2. Main Theorem (Theorem 2.1)
- Function: Provides an interpretable two-term bound.
- Mechanism: For a positive definite matrix \(A\), under the condition \(4\|E\| \leq \min\{\lambda_n, \delta_{n-p}\}\): $\(\|(\tilde{A}^{-1})_p - A_p^{-1}\| \leq \frac{4\|E\|}{\lambda_n^2} + \frac{5\|E\|}{\lambda_{n-p}\delta_{n-p}}\)$ The first term corresponds to the classical scaling of the full inverse \(\|E\|/\lambda_n^2\); the second captures the additional sensitivity from projection onto the subspace of smallest eigenvalues.
- Design Motivation: The bound vanishes as \(\|E\| \to 0\) (which the EYM-N bound cannot achieve) and depends explicitly on the eigengap \(\delta_{n-p}\).
3. Tailored Contour Construction
- Function: Enables explicit evaluation of the first-order integral \(F_1\).
- Mechanism: Contours \(\Gamma\) of a specific geometry are constructed such that the distances to the smallest \(p\) eigenvalues and to \(z = 0\) are controllable. Weyl's inequality ensures that the eigenvalue ordering of \(\tilde{A}\) is preserved under perturbation.
- Design Motivation: The geometry of the contour governs the tightness of the integral bound, and must simultaneously satisfy: (i) encircling the correct eigenvalues, (ii) maintaining sufficient distance from \(z = 0\) (the singularity of the non-entire function), and (iii) being tight enough to yield optimal constants.
Loss & Training¶
(This is a purely theoretical work; no training procedure is involved.)
Key Experimental Results¶
Main Results¶
Synthetic matrices (spectrum \(\{n, 2n, \ldots, 10n, 20n, \ldots, 20n\}\), \(p = 10\), Wigner noise)
| Method | Bound |
|---|---|
| EYM-N bound | \(O(1/n)\) |
| Ours | \(O(n^{-3/2})\) |
| Improvement factor | \(\sqrt{n}\) |
Real matrix experiments
| Dataset | Ours / True Error | EYM-N / True Error |
|---|---|---|
| 1990 US Census covariance | ≤10× | 100–1000× |
| BCSSTK09 stiffness matrix | ≤10× | 100–1000× |
| Synthetic covariance matrix | ≤10× | 10–100× |
| Elliptic operator discretization | ≤5× | 50–500× |
Ablation Study¶
| Condition | Effect on Bound |
|---|---|
| \(p = n\) (full inverse) | Second term vanishes; recovers Neumann bound \(O(\|E\|/\lambda_n^2)\) |
| \(\delta_{n-p} \gg \|E\|\) | Second term negligible; dominant term is \(O(\|E\|/\lambda_n^2)\) |
| Wigner noise \(\|E\| = O(\sqrt{n})\) | Bound is \(O(\sqrt{n}/\lambda_n^2 + \sqrt{n}/\lambda_{n-p}\delta_{n-p})\) |
| Differential privacy noise | Safety margin is sufficient; condition easily satisfied |
Key Findings¶
- The proposed bound tracks the true error closely on real data (within a constant factor ≤10), whereas the EYM-N bound overestimates by 1–2 orders of magnitude.

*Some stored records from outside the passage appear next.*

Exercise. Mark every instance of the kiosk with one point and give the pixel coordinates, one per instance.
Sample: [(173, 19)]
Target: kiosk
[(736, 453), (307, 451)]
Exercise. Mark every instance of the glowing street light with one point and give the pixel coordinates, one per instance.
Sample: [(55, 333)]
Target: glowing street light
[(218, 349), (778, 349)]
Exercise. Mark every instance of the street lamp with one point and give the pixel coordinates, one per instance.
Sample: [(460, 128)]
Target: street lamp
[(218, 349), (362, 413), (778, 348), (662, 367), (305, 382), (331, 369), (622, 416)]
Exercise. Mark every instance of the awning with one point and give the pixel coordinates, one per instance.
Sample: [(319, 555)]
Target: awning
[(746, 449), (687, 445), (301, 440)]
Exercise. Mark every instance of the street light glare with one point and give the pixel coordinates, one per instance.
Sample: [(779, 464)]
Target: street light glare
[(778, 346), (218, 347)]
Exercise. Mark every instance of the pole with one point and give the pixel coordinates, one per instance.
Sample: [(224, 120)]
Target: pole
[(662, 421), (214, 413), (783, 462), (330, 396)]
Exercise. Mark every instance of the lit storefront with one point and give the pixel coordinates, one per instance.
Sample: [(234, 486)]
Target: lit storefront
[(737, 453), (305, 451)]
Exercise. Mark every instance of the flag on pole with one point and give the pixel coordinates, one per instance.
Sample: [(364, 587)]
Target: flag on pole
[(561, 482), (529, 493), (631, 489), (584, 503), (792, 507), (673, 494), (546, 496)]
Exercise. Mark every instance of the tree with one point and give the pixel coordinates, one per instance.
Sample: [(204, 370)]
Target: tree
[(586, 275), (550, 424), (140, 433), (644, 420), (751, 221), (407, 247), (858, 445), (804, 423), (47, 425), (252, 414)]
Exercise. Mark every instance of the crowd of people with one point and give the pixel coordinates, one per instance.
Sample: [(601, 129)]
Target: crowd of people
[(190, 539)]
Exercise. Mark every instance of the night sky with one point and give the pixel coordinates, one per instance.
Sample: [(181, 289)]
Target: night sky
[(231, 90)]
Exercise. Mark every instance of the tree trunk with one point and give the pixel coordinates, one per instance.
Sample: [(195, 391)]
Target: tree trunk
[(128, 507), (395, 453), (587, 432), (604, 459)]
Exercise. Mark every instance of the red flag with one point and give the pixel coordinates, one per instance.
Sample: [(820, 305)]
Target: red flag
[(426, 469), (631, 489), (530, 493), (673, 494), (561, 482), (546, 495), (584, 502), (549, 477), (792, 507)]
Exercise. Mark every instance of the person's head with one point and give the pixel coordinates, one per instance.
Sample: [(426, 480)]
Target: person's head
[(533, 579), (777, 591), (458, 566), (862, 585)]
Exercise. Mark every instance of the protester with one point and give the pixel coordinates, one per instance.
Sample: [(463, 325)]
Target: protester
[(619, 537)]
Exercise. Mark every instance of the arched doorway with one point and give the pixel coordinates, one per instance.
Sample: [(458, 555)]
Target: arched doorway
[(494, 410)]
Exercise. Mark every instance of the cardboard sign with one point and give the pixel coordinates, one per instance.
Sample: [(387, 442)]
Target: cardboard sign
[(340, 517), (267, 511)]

- A \(\sqrt{n}\)-fold improvement is achieved under favorable spectral conditions (large eigengap).
- The gap condition \(4\|E\| < \delta_{n-p}\) is widely satisfied for practical matrices.
- Applied to preconditioned conjugate gradient (PCG), the bound implies an \(n^{1/4}\) improvement in iteration count.
Highlights & Insights¶
- This work derives the first non-asymptotic spectral norm bounds for low-rank inverse approximations under general noise.
- The contour bootstrapping technique elegantly unifies the non-entire function case \(f(z) = 1/z\) with the treatment of entire functions.
- The two-term structure of the bound has a clear physical interpretation: the first term captures full-inverse sensitivity, and the second captures subspace sensitivity.
- The practical utility is concrete: the bounds provide a quantitative criterion for assessing the reliability of low-rank inverses in noisy settings.
Limitations & Future Work¶
- The gap condition \(4\|E\| < \delta_{n-p}\) may fail for nearly degenerate matrices with clustered eigenvalues.
- The current analysis is restricted to symmetric matrices; the non-symmetric case is not covered.
- The asymptotically refined bounds in Section 5 are not experimentally validated.
- The constants 4 and 5 may admit further optimization.
Related Work & Insights¶
- The classical Neumann expansion and the Davis–Kahan \(\sin(\theta)\) theorem serve as direct foundations.
- The contour bootstrapping technique of Tran & Vishnoi (2025) is extended from entire functions to rational functions.
- For machine learning: when using Nyström approximations or sketch-based preconditioners, the proposed bounds can provide tighter error guarantees.
Rating¶
- Novelty: ⭐⭐⭐⭐⭐ Applying contour bootstrapping to non-entire functions is a novel mathematical contribution.
- Experimental Thoroughness: ⭐⭐⭐⭐ The tightness of the bounds is validated on both synthetic and real data.
- Writing Quality: ⭐⭐⭐⭐ The three-step proof framework is clearly organized, though the mathematical density is high.
- Value: ⭐⭐⭐⭐ Fills an important theoretical gap in the analysis of noisy low-rank inverse approximations; the PCG application demonstrates practical relevance.